Nurture surpasses nature: The intergenerational transmission of depression from African mothers to their adolescent children

Type Working Paper - SALDRU Working Paper Number 228
Title Nurture surpasses nature: The intergenerational transmission of depression from African mothers to their adolescent children
Author(s)
Publication (Day/Month/Year) 2017
URL http://www.opensaldru.uct.ac.za/bitstream/handle/11090/942/2018_228_Saldruwp.pdf?sequence=3
Abstract
Mental health in South Africa has been neglected as a public health and policy issue, particularly among adolescents.

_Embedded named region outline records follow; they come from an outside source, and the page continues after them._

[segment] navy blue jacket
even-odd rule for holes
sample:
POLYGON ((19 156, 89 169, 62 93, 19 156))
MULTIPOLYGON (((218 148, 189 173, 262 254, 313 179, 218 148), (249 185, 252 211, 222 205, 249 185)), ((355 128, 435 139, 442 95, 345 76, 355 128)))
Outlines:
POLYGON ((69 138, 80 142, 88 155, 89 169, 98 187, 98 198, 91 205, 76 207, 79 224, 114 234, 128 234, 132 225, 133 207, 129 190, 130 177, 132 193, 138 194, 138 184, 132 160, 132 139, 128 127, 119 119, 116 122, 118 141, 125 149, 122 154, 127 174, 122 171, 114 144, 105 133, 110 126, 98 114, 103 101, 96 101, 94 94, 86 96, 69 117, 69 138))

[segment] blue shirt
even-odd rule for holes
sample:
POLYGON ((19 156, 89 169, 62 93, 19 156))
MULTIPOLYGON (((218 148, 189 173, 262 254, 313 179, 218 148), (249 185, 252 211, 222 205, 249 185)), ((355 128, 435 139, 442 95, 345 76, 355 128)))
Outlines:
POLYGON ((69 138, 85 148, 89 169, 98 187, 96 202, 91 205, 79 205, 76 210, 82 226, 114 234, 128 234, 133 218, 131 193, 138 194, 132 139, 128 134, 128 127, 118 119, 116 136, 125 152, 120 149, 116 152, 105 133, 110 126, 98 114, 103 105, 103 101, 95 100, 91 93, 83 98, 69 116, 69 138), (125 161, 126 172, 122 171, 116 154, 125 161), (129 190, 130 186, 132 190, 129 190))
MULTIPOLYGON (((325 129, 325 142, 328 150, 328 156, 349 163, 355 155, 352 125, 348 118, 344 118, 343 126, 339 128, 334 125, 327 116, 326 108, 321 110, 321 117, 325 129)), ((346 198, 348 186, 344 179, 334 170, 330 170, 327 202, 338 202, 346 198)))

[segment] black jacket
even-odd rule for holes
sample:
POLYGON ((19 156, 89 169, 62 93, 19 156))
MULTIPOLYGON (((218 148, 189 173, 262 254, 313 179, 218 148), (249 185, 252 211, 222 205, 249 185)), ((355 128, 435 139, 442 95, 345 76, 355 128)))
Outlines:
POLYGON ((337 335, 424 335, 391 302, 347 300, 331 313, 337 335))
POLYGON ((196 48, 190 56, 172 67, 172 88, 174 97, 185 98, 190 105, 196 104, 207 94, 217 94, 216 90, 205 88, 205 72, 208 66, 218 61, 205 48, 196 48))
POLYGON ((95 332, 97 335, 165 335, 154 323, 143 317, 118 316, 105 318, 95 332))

This is unfortunate, as nineteen percent of African adolescents in South Africa suffered from depression in 2014, and these rates were even higher for adolescents with mothers with poor mental health. Previous work has estimated the impact of parental depression on child depression in South Africa, and found it to be substantial, particularly for adolescent children. A teenager whose mother suffers from depression will have a risk of depression which is thirty percentage points higher than teens whose mothers do not suffer from depression. In order to decide on the best method of treatment to prevent transmission from occurring, it is necessary to disentangle the effect into its environmental and genetic components. There is no similar literature on this relationship in the South African context. This paper investigates the nature of depression transmission to African adolescents in South Africa, and finds that it is primarily environmental factors which account for the transmission of depression to children. Using a variety of techniques, we find that once the “nurture” effect has been accounted for, the “nature” effect is negligible. This implies that mitigating negative factors in a household, and in communities, as opposed to directly treating adolescent mental health using conventional approaches, may be the best approach, particularly in a country struggling with a lack of mental health professionals.